Resource limits

Normally, the total number of a served feature (license) reported by the server is to be managed by this program and ultimately by the GridEngine. There are, however, situations in which it is useful to restrict the number of resources to be managed:

  • Rectify buggy license server information – We’ve had this problem with a paricular vendor daemon getting confused by a mix of maintained and non-maintained licenses. The server reports having an extra nonexistent license!

  • Reserve some license for external use – When licenses can be used interactively or in batch mode, it can be necessary to reserve some licenses for interactive use.

  • Prevent jobs from flooding the cluster – When a large number of licenses are available, it might be desirable to only use a fraction of them, rather than filling the entire cluster. This can also be useful when managing unlicensed and unlimited resources.

When resource limits are used, it can be sometimes be useful to attach the normal limit directly to the resource within the configuration file as well as using the resource limit files. This provides a fallback value to be used when the file-based limit is removed.

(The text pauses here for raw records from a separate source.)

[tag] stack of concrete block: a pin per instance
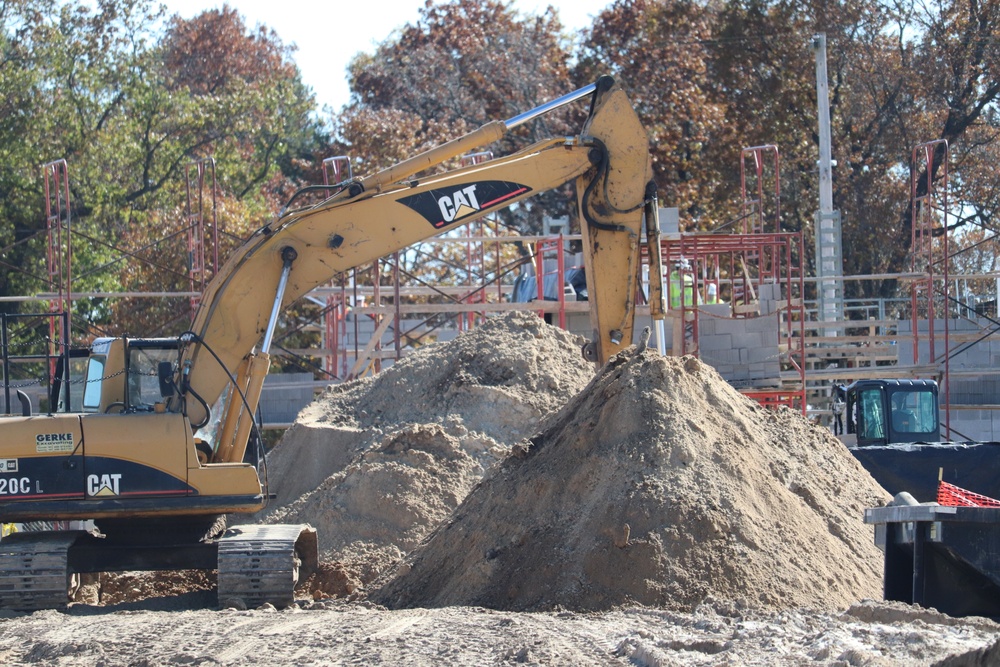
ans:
(284, 396)
(743, 350)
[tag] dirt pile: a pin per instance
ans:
(377, 463)
(658, 485)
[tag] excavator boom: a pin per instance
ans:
(394, 209)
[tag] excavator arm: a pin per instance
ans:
(395, 208)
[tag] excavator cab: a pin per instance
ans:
(884, 412)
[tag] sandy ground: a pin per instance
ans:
(174, 631)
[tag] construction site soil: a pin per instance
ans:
(490, 500)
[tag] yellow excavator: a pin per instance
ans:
(159, 453)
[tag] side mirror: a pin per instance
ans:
(165, 374)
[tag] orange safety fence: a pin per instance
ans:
(954, 496)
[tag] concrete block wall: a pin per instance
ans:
(981, 389)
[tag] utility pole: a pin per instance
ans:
(829, 243)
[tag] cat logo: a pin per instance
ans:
(460, 204)
(445, 207)
(103, 485)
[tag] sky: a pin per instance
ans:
(328, 33)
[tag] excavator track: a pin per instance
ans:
(34, 570)
(260, 564)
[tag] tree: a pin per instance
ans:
(464, 63)
(657, 50)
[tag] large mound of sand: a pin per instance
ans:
(659, 485)
(377, 463)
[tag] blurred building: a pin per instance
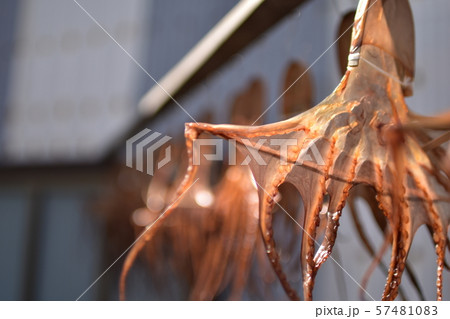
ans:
(69, 92)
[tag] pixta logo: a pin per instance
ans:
(143, 146)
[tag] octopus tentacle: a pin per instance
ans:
(313, 191)
(150, 230)
(266, 205)
(439, 235)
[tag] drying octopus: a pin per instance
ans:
(365, 135)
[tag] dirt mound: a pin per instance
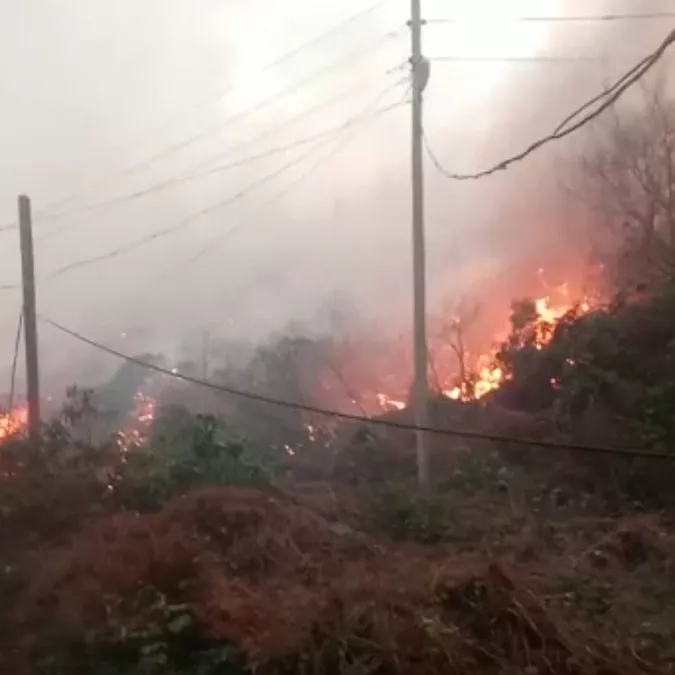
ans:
(288, 589)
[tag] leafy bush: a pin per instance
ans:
(184, 452)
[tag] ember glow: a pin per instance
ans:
(13, 423)
(483, 374)
(142, 418)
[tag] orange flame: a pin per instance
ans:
(486, 376)
(143, 416)
(13, 423)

Resource limits for internal resources

For internal resources, the situation is a little bit tricker. The limits given correspond directly to the resource value managed by the GridEngine. Thus the last file-based limit that was imposed will be remain in effect until a new limit is imposed. To have the internal resource restore to a particular value when the limits are removed, it is necessary to supply addtional information about the resource in the form of the optional [total] attribute.

Resource limit files

When licenses are being used interactively and in the cluster, it can sometimes be necessary to temporarily adjust the number of managed resources. For this reason, the limits of the managed resources can also be adjusted by using an additional limits file or by a set of files.

When qlicserver.limits is a file, the limits are extracted from an XML structure like this:

    <?xml version="1.0"?>
    <qlicserverLimits>
      <limits>
        <limit name="gtpower" limit="7"/>
        <limit name="stars"   limit="2"/>
        <limit name="starp"   limit="20"/>
      </limits>
    </qlicserverLimits>

Using a single file is fine, but what if a user should be allowed to adjust the limits on a particular resource, but not touch the limits of any other resources? The simple solution used here is to split the resource limits across several files and use file permissions (or ACLs) to control access as required. For some sites, some form of authentication program could be also be used when generating the file contents.

When qlicserver.limits is a directory, all the files in the directory that correspond to a resource name will be read. If a file does not exist, or has the incorrect permissions, the user cannot change the limits for a particular resource. For example,

    -rw-r--r--  user group   qlicserver.limits/resource1
    -rw-rw-r--  user group1  qlicserver.limits/resource2
    -rw-rw-r--  user group2  qlicserver.limits/resource3

The format of the files is very simple. A line containing a single integer (with possible whitespace) will be taken as the limit. If multiple lines match this criterion, only the final one will be used. For example,

    # "gtpower" limit modified by olesen 2008-01-31T09:00:00
    4

Removing this limit just requires any non-integer value:

    # "gtpower" limit modified by olesen 2008-01-31T09:05:00
    NONE

The qlic utility provides a simple means of specifying new limits:

    qlic resource=limit .. resource=limit  # set new limits

Using qlic -l lists the current limits.